WAAT-Ruby gem is available from www.rubygems.org. Add the following line in your Gemfile:

source "http://rubygems.org"
gem 'WAAT', '>= 1.4.0'

Use WAAT-Ruby in your framework

Install the latest version of WAAT from WAAT-Ruby pkg directory.

In your Test project's env.rb, or some such file, add this line:

require 'WAAT'

Test Changes

You can enable / disable WAAT in each test, or better way is to create custom hooks for this purpose.

The below example demonstrates the use of WAAT via custom hooks in a Cucumber-based Test Automation Framework.

Custom hook (using Cucumber project's example)

In your Test framework, create a file /features/support/hook.rb Add the following code in that file:

Before ('@waat') do
  puts "waat before hook"
  initialize_waat()
  enable_web_analytics_testing
 end

After ('@waat') do
  disable_web_analytics_testing
  puts "waat after hook"
end

Feature file changes

In your feature file, for tests that should also be doing Web Analytics testing, add a @waat annotation to them as shown below.

@waat
Scenario: Content is seen on home page - success test
  Given WAAT success test

Validating Web Analytics tags

For each location (you need to test) where test-actions trigger Web Analytics requests, do the following:

url_patterns = ["GET /ps/ifr?container=friendconnect&mid=0"]
test_data_file_name = File.join(File.dirname(__FILE__), "..", "..", "sampleData", "TestData.    
action_name = "WAAT_Success_Test"
minimum_number_of_packets = 1

#  Unless specified in hook.rb:
#  initialize_waat()
#  enable_web_analytics_testing

# Some test action triggering a Web Analytic request
# Example:

url = "http://essenceoftesting.blogspot.com"
@driver = Selenium::WebDriver.for :firefox
@driver.get url

# Verify Web Analytics Data sent to the Web Analytic tool
params = [:test_data_file_name=> test_data_file_name, 
          :action_name => action_name, 
          :url_patterns => url_patterns, 
          :minimum_number_of_packets => 1]
result = verify_web_analytics_data(params)

# Sample validations
assert (result.status=="FAIL"), "Incorrect Verification Status.
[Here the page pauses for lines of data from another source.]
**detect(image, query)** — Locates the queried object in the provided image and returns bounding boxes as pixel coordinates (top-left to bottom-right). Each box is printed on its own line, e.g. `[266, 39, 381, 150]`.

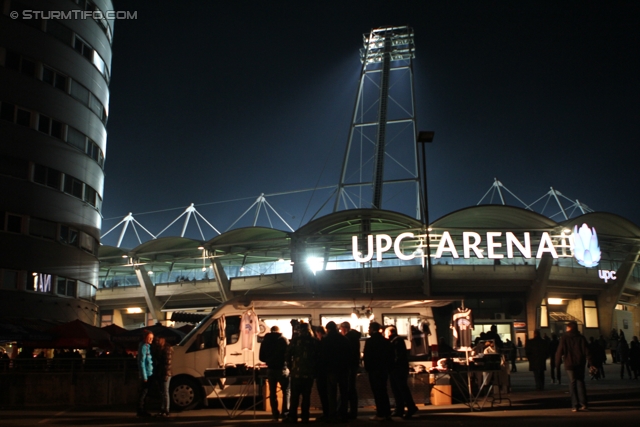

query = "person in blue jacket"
[137, 329, 153, 417]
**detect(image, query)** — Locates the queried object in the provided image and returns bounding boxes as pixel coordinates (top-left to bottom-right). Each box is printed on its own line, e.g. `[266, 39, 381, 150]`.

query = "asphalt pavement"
[0, 361, 640, 427]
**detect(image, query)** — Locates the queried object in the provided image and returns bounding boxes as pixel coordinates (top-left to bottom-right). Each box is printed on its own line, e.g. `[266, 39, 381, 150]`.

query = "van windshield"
[178, 312, 213, 345]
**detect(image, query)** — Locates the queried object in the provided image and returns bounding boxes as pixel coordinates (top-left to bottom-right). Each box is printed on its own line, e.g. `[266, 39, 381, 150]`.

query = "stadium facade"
[98, 205, 640, 337]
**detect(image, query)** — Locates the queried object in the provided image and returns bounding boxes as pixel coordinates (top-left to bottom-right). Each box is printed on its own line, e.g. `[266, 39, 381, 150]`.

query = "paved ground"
[0, 362, 640, 427]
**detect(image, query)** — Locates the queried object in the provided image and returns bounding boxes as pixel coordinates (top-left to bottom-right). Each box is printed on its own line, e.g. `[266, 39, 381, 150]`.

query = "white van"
[170, 294, 451, 410]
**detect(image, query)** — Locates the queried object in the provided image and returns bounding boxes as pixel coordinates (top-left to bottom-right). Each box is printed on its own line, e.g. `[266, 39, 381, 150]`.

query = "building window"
[56, 277, 76, 298]
[0, 270, 19, 289]
[16, 108, 31, 127]
[60, 225, 78, 246]
[64, 175, 82, 199]
[73, 34, 93, 63]
[67, 126, 87, 153]
[46, 19, 73, 45]
[584, 300, 599, 328]
[0, 155, 29, 180]
[29, 218, 57, 240]
[42, 66, 67, 93]
[6, 214, 22, 233]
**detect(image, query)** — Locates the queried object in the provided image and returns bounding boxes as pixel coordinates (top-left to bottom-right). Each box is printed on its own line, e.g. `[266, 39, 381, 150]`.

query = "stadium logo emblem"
[573, 224, 600, 267]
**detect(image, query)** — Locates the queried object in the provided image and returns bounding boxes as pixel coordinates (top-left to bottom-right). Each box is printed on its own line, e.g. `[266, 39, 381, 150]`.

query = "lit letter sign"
[505, 231, 531, 258]
[376, 234, 393, 262]
[536, 231, 558, 259]
[573, 224, 606, 268]
[462, 231, 484, 258]
[436, 231, 460, 258]
[351, 234, 373, 263]
[389, 233, 416, 261]
[487, 231, 504, 259]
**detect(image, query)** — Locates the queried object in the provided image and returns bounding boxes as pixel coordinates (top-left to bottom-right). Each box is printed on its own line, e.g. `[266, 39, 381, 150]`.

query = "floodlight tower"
[333, 26, 421, 218]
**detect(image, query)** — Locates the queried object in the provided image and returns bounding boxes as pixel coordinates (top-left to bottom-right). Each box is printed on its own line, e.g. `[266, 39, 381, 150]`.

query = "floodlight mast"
[333, 26, 420, 218]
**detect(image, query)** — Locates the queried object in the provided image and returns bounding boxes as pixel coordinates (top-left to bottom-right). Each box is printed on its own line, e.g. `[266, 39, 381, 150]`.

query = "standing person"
[556, 321, 590, 412]
[151, 337, 173, 417]
[258, 326, 291, 421]
[137, 329, 153, 417]
[502, 338, 518, 372]
[524, 329, 549, 391]
[618, 333, 631, 380]
[384, 326, 418, 420]
[317, 322, 351, 423]
[589, 337, 605, 380]
[516, 337, 522, 360]
[363, 322, 393, 421]
[629, 336, 640, 380]
[549, 334, 562, 384]
[338, 322, 360, 420]
[282, 322, 320, 423]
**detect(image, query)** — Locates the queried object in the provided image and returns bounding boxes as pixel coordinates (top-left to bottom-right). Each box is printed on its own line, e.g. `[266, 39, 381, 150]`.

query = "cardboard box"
[430, 384, 451, 406]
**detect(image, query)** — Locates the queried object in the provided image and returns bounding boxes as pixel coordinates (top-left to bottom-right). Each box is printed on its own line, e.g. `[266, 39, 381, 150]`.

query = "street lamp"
[416, 130, 435, 296]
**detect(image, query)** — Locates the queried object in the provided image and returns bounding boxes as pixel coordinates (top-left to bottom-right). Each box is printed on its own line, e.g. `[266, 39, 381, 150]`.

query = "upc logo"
[573, 224, 600, 267]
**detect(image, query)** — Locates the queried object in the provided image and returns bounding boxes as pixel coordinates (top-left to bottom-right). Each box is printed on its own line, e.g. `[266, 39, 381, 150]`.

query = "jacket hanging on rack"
[240, 308, 260, 350]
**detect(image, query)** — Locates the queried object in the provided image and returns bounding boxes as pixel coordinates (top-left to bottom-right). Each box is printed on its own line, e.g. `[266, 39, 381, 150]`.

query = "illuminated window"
[584, 300, 598, 328]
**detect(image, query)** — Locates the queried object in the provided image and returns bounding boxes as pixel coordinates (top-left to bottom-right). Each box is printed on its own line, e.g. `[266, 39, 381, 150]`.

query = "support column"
[211, 258, 233, 302]
[527, 254, 553, 336]
[135, 265, 164, 323]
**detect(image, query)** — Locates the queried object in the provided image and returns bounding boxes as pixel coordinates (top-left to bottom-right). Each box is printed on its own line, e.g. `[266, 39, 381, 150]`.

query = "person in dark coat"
[618, 334, 631, 379]
[524, 329, 549, 390]
[556, 321, 590, 412]
[283, 322, 320, 423]
[549, 334, 562, 384]
[384, 326, 418, 419]
[338, 322, 361, 420]
[258, 326, 291, 421]
[629, 336, 640, 380]
[311, 325, 329, 421]
[318, 322, 351, 423]
[589, 337, 606, 380]
[363, 322, 393, 421]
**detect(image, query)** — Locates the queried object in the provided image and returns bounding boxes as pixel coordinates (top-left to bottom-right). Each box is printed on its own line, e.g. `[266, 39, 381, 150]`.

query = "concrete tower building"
[0, 0, 113, 324]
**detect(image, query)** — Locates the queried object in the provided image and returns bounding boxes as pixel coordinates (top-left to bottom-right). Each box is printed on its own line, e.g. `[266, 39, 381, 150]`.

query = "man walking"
[258, 326, 291, 421]
[556, 321, 589, 412]
[363, 322, 393, 421]
[384, 326, 418, 420]
[318, 322, 350, 423]
[137, 329, 153, 417]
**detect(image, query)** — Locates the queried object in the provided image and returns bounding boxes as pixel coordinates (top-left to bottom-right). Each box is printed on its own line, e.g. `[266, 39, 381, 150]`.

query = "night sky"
[103, 0, 640, 247]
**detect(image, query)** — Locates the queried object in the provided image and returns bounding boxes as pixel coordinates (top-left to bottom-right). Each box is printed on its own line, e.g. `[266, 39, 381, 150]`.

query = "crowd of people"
[259, 320, 418, 423]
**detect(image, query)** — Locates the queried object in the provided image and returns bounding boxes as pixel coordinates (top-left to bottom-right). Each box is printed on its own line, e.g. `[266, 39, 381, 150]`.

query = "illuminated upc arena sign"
[351, 224, 617, 283]
[352, 231, 570, 263]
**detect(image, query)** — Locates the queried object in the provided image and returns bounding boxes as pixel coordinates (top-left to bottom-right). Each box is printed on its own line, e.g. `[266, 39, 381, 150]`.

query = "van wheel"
[169, 378, 202, 411]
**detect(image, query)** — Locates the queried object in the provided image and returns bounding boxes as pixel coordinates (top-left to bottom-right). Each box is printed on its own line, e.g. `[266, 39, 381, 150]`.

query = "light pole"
[416, 131, 435, 296]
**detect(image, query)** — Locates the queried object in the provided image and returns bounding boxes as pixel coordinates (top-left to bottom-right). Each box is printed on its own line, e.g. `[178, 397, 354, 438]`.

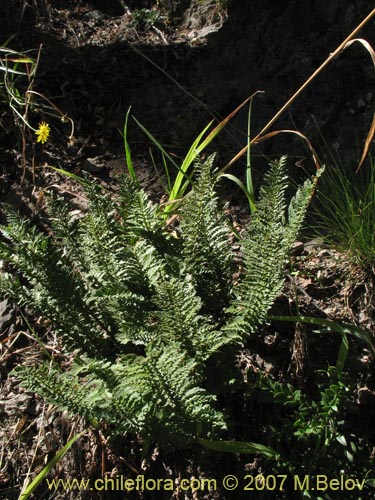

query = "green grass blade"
[219, 174, 257, 213]
[19, 432, 82, 500]
[123, 106, 138, 182]
[169, 121, 212, 201]
[132, 116, 180, 170]
[198, 439, 278, 459]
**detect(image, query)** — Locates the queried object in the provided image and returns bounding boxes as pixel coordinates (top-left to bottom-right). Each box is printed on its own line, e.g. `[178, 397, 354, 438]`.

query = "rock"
[290, 241, 305, 256]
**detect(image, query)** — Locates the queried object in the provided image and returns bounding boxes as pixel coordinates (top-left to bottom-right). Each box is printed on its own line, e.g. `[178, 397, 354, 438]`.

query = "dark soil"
[0, 0, 375, 500]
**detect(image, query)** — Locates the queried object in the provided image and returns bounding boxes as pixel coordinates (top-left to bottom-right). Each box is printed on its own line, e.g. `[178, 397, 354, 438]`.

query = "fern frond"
[228, 157, 312, 337]
[181, 155, 233, 313]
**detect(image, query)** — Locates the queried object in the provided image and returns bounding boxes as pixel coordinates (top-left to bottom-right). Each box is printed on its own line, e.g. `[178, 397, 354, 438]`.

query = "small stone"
[357, 99, 366, 109]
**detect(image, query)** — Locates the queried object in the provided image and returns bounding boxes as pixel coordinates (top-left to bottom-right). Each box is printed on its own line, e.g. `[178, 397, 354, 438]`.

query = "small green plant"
[131, 9, 166, 31]
[312, 158, 375, 273]
[123, 96, 255, 215]
[249, 367, 374, 500]
[0, 43, 74, 178]
[0, 157, 313, 455]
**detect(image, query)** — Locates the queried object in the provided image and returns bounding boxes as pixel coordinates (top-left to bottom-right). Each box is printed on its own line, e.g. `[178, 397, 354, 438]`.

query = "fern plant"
[0, 157, 313, 444]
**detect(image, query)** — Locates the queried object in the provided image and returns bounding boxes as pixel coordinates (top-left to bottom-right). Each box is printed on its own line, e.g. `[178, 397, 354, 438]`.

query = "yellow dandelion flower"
[35, 122, 51, 144]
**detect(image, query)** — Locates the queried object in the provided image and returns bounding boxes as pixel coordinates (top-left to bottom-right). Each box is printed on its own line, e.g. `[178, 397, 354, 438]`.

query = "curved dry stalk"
[221, 9, 375, 172]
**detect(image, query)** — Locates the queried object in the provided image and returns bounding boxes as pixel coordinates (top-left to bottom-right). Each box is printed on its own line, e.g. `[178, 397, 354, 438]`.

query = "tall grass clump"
[313, 158, 375, 273]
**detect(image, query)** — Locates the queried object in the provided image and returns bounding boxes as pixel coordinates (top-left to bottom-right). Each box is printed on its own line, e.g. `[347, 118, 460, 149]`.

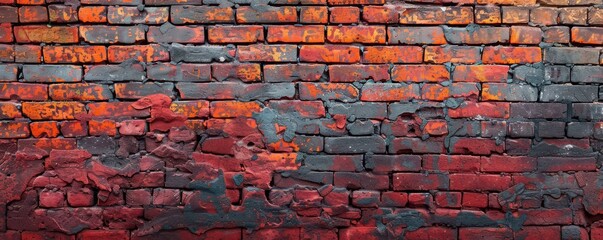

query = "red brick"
[299, 6, 329, 24]
[329, 65, 389, 83]
[29, 121, 59, 138]
[482, 47, 542, 64]
[107, 6, 170, 24]
[360, 83, 421, 102]
[14, 25, 79, 43]
[424, 46, 481, 64]
[392, 173, 449, 191]
[19, 6, 48, 23]
[399, 6, 473, 25]
[267, 26, 325, 43]
[209, 26, 264, 43]
[423, 154, 480, 172]
[0, 83, 48, 101]
[362, 46, 423, 63]
[450, 173, 512, 191]
[0, 121, 30, 139]
[329, 7, 360, 24]
[15, 45, 42, 63]
[481, 155, 536, 172]
[210, 101, 261, 118]
[237, 44, 297, 62]
[108, 44, 170, 63]
[237, 6, 297, 23]
[299, 45, 360, 63]
[362, 6, 399, 23]
[448, 102, 510, 118]
[48, 4, 78, 23]
[453, 65, 509, 83]
[572, 27, 603, 45]
[147, 26, 205, 43]
[43, 46, 107, 63]
[88, 120, 117, 136]
[298, 83, 360, 102]
[392, 65, 450, 82]
[49, 83, 113, 101]
[78, 6, 107, 23]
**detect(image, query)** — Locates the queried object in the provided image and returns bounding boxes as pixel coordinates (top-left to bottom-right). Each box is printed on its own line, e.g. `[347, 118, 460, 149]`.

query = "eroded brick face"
[0, 0, 603, 240]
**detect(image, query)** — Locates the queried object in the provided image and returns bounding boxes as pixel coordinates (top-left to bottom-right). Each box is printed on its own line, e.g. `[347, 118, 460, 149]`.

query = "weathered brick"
[329, 7, 360, 24]
[237, 45, 301, 62]
[150, 24, 206, 43]
[14, 25, 79, 43]
[107, 6, 170, 24]
[386, 26, 446, 45]
[327, 26, 386, 44]
[444, 27, 509, 45]
[482, 47, 542, 64]
[329, 65, 389, 83]
[360, 83, 421, 102]
[79, 26, 145, 44]
[19, 6, 48, 23]
[540, 85, 599, 102]
[298, 83, 360, 102]
[482, 83, 538, 102]
[0, 83, 48, 101]
[421, 83, 479, 101]
[399, 6, 473, 25]
[42, 46, 107, 63]
[49, 83, 113, 101]
[424, 46, 481, 64]
[362, 46, 423, 63]
[209, 26, 264, 43]
[147, 63, 211, 82]
[114, 82, 174, 99]
[107, 44, 170, 63]
[571, 27, 603, 45]
[299, 45, 360, 63]
[453, 65, 509, 82]
[22, 102, 86, 120]
[23, 65, 82, 83]
[544, 47, 600, 64]
[170, 5, 235, 24]
[236, 6, 297, 23]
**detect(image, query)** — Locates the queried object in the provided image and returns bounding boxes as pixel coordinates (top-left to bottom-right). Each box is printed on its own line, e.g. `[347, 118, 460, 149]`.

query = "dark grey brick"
[325, 136, 385, 153]
[540, 85, 599, 102]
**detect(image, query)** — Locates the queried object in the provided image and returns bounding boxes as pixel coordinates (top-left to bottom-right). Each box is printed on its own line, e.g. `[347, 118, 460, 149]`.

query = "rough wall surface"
[0, 0, 603, 240]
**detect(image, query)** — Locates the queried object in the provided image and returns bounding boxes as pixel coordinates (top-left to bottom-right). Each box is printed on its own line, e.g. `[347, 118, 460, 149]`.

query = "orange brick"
[327, 26, 386, 43]
[475, 6, 502, 24]
[299, 45, 360, 63]
[108, 44, 170, 63]
[392, 65, 450, 82]
[22, 102, 86, 120]
[268, 26, 325, 43]
[78, 6, 107, 23]
[29, 121, 60, 138]
[299, 6, 329, 24]
[207, 26, 264, 43]
[482, 47, 542, 64]
[363, 46, 423, 63]
[88, 119, 117, 136]
[210, 101, 261, 118]
[19, 6, 48, 23]
[14, 25, 79, 43]
[453, 65, 509, 83]
[43, 46, 107, 63]
[424, 46, 480, 63]
[329, 7, 360, 24]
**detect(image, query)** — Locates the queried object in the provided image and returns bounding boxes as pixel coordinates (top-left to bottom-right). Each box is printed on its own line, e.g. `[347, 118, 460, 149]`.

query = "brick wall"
[0, 0, 603, 240]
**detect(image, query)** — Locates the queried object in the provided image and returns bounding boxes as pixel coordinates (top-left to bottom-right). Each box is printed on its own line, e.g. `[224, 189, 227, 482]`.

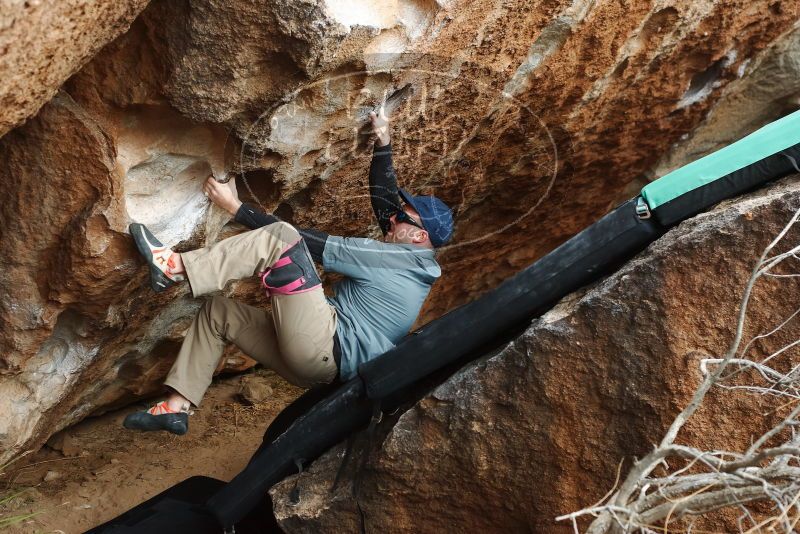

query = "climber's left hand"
[203, 176, 242, 216]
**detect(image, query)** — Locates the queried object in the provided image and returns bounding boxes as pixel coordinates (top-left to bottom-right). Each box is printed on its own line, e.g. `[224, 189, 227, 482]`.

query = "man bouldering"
[123, 108, 453, 434]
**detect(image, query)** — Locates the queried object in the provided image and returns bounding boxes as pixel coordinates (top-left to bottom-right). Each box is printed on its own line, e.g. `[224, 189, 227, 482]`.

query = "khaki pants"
[165, 222, 338, 406]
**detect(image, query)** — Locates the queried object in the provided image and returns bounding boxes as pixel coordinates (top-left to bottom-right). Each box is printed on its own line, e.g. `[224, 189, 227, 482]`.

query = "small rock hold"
[47, 431, 81, 456]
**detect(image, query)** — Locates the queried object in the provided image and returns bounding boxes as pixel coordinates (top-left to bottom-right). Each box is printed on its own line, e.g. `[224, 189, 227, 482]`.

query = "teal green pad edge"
[641, 111, 800, 209]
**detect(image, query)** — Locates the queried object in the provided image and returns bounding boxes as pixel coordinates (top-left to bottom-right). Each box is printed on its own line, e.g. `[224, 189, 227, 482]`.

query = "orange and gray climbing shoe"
[128, 223, 186, 293]
[122, 401, 189, 436]
[259, 238, 322, 297]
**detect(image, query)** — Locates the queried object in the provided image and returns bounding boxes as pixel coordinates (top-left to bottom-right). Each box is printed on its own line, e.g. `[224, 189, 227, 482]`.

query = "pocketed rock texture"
[270, 176, 800, 532]
[0, 0, 800, 464]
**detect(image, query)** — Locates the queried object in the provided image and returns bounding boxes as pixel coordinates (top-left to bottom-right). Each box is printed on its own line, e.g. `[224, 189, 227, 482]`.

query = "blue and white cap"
[399, 189, 453, 247]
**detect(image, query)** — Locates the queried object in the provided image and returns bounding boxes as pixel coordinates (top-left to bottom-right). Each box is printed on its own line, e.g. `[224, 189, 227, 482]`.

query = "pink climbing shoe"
[259, 242, 322, 297]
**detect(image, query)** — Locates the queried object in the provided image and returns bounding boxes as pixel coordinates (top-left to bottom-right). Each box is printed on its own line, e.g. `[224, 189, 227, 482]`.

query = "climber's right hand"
[203, 176, 242, 216]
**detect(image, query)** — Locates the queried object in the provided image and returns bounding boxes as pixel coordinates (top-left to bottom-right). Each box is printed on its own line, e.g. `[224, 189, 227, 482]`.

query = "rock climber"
[123, 107, 453, 435]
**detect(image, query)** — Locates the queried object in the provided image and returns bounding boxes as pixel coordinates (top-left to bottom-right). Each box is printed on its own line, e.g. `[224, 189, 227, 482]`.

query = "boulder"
[0, 0, 148, 137]
[0, 0, 797, 464]
[270, 176, 800, 532]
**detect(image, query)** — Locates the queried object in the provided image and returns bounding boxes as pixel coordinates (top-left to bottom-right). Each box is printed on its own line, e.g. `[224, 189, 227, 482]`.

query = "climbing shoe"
[122, 401, 189, 436]
[259, 239, 322, 297]
[128, 223, 186, 293]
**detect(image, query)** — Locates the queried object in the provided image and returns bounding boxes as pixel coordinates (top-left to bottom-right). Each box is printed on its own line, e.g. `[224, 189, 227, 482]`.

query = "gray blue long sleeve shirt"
[235, 145, 441, 380]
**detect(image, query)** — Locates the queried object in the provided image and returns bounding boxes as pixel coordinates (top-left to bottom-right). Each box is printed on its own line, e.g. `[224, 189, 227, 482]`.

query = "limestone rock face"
[270, 176, 800, 532]
[0, 0, 798, 463]
[0, 0, 148, 137]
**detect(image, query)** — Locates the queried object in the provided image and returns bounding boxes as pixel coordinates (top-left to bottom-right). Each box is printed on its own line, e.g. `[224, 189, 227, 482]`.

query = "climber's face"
[383, 205, 428, 245]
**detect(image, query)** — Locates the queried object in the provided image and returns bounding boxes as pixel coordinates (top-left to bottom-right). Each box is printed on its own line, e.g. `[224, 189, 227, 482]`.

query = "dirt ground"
[0, 369, 302, 534]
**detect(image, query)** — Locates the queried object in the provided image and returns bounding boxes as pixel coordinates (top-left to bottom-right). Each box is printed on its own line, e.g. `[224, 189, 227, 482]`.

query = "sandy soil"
[0, 370, 302, 534]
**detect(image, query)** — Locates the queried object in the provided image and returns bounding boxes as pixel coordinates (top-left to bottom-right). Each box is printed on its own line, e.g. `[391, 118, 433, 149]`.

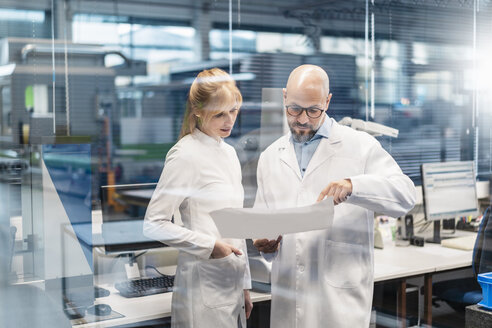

Expected: 'FAIL', Actual: #{result.status}"
assert (result.list_of_errors.size==14), "Incorrect number of errors. Expected: '14', Actual: #{result.list_of_errors.size}"
result.list_of_errors.each do |err|
  puts "->\t#{err}"
end

#  Unless specified in hook.rb:
#  disable_web_analytics_testing

Opportunities for optimization

  • If the URL patterns (url_patterns) is going to be the same for all tests, then move its definition to a common place instead of defining it in each and every test.
  • If all test data is specified in the same XML file, then the input_data_file_name can also be specified once in some common place instead of defining it in each and every test.